When rapid white flight does occur in a neighborhood and property values do drop, they often drop to a point where the housing is then available to an entirely different class of people. Upper-middle-class neighborhoods become available to middle-class folks, middle-class neighborhoods suddenly become accessible to poorer people, and so on.

But that has nothing to do with race. The presence of blacks in a neighborhood does not equate to crime, vandalism or noise. Those matters depend on the type of people who move into that neighborhood and how they have been raised. There are too many all-black neighborhoods in north St. Louis and North County that are well-maintained to suggest that the problems that Crosby points to are problems of race.

Charles Leven, a professor of economics at Washington University, views the census results as good news.
    
Years ago Leven did a study of how housing would work here in a color-blind world. He thinks that blacks moving into south St. Louis might be an indication of a reduction in racial tension here. Leven's earlier study - done in 1970 - showed that if race were not a factor, fewer blacks would live in north St. Louis and more would live south. The good housing stock, available at affordable prices, makes South Side housing attractive. But racial tensions prevented that from happening in 1970, Leven said.
    
Leven says there is no ideal racial mix in a neighborhood. Studies show that blacks generally prefer to live in neighborhoods that are 50-50, white to black. But whites are more comfortable in neighborhoods that are 75-25, he says. ''That's why it's hard to maintain a 50-50 mix, '' he said.

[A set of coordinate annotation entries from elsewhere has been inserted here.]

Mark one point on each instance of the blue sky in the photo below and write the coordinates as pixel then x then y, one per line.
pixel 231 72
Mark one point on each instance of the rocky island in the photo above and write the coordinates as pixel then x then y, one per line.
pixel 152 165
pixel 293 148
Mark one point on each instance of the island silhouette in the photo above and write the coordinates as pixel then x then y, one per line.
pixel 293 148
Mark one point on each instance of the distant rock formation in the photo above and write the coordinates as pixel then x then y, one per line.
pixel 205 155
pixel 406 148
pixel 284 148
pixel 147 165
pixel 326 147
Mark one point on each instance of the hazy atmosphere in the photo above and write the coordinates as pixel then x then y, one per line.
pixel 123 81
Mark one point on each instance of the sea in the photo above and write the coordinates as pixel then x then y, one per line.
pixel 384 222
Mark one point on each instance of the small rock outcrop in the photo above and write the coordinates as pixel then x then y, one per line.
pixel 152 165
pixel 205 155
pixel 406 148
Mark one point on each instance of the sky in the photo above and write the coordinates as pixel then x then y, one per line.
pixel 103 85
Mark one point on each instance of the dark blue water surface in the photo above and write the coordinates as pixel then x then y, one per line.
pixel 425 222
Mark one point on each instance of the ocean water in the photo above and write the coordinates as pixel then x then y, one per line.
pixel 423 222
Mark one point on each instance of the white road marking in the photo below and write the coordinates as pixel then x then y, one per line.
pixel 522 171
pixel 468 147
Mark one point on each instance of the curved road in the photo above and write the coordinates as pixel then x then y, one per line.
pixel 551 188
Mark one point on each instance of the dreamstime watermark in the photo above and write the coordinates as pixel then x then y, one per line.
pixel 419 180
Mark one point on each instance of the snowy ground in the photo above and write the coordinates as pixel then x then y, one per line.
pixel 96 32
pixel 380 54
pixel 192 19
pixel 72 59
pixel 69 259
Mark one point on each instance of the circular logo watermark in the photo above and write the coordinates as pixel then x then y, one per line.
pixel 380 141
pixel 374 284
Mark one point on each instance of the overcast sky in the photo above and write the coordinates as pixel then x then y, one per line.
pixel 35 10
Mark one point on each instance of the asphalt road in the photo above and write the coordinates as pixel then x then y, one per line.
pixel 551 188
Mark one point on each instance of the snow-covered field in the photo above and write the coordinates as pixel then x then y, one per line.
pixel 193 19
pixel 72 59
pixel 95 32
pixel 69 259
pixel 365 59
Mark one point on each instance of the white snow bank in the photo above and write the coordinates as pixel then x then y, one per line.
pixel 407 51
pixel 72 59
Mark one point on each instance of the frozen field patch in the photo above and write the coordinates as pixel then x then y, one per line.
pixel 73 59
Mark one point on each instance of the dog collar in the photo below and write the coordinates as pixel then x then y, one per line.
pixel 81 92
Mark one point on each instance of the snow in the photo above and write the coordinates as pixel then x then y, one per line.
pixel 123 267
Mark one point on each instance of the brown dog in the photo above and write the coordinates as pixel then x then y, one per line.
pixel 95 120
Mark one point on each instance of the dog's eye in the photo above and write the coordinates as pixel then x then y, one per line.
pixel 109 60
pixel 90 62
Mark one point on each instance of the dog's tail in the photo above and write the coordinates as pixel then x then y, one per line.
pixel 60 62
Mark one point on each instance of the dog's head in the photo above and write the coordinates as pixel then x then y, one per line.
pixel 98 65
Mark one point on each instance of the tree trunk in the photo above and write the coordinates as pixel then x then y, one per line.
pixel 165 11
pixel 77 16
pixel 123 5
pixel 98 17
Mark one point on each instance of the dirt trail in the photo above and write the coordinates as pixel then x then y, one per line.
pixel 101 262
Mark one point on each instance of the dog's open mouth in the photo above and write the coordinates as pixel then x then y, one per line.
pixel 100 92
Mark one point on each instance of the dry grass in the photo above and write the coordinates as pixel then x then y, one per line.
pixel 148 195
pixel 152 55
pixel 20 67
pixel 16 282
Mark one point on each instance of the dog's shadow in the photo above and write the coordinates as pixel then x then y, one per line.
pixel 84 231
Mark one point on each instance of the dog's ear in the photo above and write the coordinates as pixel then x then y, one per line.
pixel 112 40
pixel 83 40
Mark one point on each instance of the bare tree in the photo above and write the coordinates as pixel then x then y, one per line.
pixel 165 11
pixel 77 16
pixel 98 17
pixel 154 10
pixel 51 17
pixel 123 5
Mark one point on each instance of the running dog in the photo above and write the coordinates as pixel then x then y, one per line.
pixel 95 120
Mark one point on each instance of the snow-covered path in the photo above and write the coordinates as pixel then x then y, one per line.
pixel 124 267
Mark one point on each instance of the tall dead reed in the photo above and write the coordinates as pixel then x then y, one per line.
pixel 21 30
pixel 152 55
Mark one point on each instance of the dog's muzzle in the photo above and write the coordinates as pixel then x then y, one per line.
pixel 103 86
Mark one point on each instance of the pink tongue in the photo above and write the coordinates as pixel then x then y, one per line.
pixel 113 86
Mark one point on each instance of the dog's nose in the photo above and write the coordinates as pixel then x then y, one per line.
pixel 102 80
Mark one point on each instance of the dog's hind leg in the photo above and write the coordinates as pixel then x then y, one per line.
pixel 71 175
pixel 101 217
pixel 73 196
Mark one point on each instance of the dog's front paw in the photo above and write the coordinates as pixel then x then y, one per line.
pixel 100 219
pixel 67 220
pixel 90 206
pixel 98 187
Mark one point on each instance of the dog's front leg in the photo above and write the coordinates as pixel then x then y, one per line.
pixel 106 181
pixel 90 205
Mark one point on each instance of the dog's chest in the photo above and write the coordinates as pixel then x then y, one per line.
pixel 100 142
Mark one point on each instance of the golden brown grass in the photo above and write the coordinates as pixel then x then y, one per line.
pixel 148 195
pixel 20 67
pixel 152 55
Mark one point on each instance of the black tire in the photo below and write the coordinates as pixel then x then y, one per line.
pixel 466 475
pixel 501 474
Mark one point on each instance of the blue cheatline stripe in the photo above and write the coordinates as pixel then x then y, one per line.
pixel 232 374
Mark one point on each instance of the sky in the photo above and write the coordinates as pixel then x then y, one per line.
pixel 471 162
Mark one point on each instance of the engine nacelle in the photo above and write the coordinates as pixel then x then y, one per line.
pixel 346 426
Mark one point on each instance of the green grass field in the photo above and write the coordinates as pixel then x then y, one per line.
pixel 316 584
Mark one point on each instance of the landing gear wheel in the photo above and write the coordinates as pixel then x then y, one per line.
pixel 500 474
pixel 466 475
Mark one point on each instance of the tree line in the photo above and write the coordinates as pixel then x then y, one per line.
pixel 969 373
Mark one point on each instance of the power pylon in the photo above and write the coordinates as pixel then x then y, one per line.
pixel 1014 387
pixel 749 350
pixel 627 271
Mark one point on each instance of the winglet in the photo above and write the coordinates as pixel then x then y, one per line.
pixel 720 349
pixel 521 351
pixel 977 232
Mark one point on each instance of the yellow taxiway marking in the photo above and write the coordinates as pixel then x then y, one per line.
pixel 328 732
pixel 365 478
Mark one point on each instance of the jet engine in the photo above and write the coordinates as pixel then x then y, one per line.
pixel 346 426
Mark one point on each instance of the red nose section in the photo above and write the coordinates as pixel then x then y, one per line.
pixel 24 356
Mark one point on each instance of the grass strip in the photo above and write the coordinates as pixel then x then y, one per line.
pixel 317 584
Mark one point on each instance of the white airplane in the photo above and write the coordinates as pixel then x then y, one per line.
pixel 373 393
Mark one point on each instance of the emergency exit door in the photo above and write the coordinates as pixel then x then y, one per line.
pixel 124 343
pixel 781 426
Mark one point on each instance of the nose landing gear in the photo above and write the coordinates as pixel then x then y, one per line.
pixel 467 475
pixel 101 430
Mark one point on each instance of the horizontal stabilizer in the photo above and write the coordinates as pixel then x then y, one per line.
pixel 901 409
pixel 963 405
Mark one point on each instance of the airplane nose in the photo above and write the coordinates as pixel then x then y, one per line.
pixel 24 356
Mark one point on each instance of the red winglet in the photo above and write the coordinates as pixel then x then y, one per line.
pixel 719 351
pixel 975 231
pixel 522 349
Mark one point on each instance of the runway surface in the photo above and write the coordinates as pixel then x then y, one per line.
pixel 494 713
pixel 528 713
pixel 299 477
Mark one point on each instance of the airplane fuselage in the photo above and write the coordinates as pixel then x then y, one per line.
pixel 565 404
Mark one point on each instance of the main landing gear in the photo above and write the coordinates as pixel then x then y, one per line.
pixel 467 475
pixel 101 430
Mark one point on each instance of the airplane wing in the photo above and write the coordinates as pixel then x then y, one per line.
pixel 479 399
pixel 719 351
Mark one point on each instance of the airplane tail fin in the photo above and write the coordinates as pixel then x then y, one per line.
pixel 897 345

It's easy to blame blacks for new problems that some South Side neighborhoods are facing. But that's a superficial way of looking at the matter.
     It's easy to see that your neighbor's skin is darker than your own. It's harder to discern what that neighbor is really like.
    
For Crosby, watching his neighborhood change is a painful experience.
     But for others, who are able to look beyond race to other factors - some positive - the experience can be much easier to accommodate.